Thursday , 9 January 2025
Health

Tyler Cowen is an economist from George Washington University and a libertarian. Thus, you would expect his answer to this question would be ‘always’. In a recent Bloomberg article discussing whether to privatize government assets (e.g., USPS), he makes a more nuanced argument. First, for consumer goods, it is nearly always good to privatize. Cowen gives the example that Poland had publicly owned food production which could readily shift from government ownership to a competitive market. Nevertheless, he also makes that case that it may not always be good to privatize energy firms and water utilities, since it is difficult to create competition if houses only have a single connection to the power grid (or water pipes).

Another concern is that what makes private companies good at innovation may also make them good at rent seeking when the free market is not fully free.

Involving the private sector may give better incentives for cost reduction as well as innovation, since profit maximization is a strong impetus for those kinds of improvements. The efficiency of the private company, however, is also a source of problems. A private company may be efficient at lobbying the government for cronyist privileges. That may lead to higher prices, overly generous reimbursement for cost increases, tougher barriers to entry, or entrenched technologies that favor the incumbent.

In other words: If embedded in an imperfect system, corporate efficiency is not always a pure virtue.

He also gives some examples from the world of health care.

One recent study shows this privatization increased the costs of Medicaid significantly without providing offsetting benefits. The private companies have done a good job — for themselves — of extracting more revenue from the system. Yet Medicare Cost Advantage, which creates a private layer of service on top of Medicare, run by insurance companies, does offer significant benefits to those who opt for it.

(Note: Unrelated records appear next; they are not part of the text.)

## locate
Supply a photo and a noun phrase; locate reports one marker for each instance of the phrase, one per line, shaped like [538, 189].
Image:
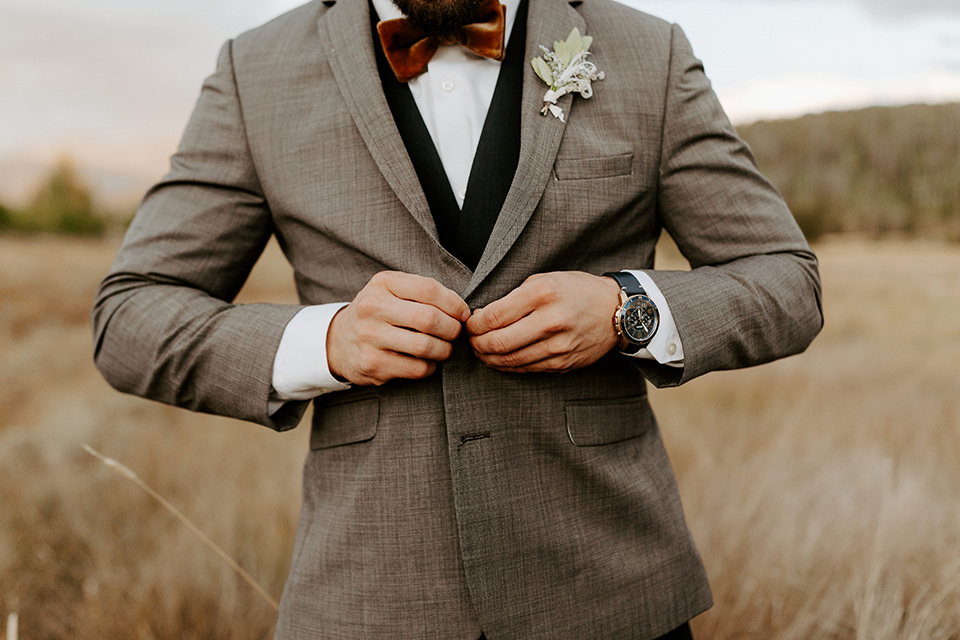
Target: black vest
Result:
[464, 232]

Cowen is not a health care expert and his evaluation of Medicaid managed care and Medicare Advantage is rudimentary to say the least. However, whether Medicare Advantage is a good thing depends a lot on your point of view: proponents will argue that privatization improves efficiency, leads to more innovation and offers Medicare patients additional benefits; opponents will argue that privatization leads ‘cream skimming’, upcoding, increased cost and more utilization management. With patients, however, it has become increasingly popular over time.

I am someone who believes in the free market and when uncertainty exists my Bayesian prior is always that the private sector works best. However, Cowen’s conclusion is a profound one:

…talk of “privatization” per se is meaningless without elucidating which kind of privatization is under consideration. One class of privatizations, such as in Poland, is close to an unalloyed good, and economists are right to tout it. But in a large number of other cases, which are frequent in modern Western democracies, privatization works only when judiciously applied.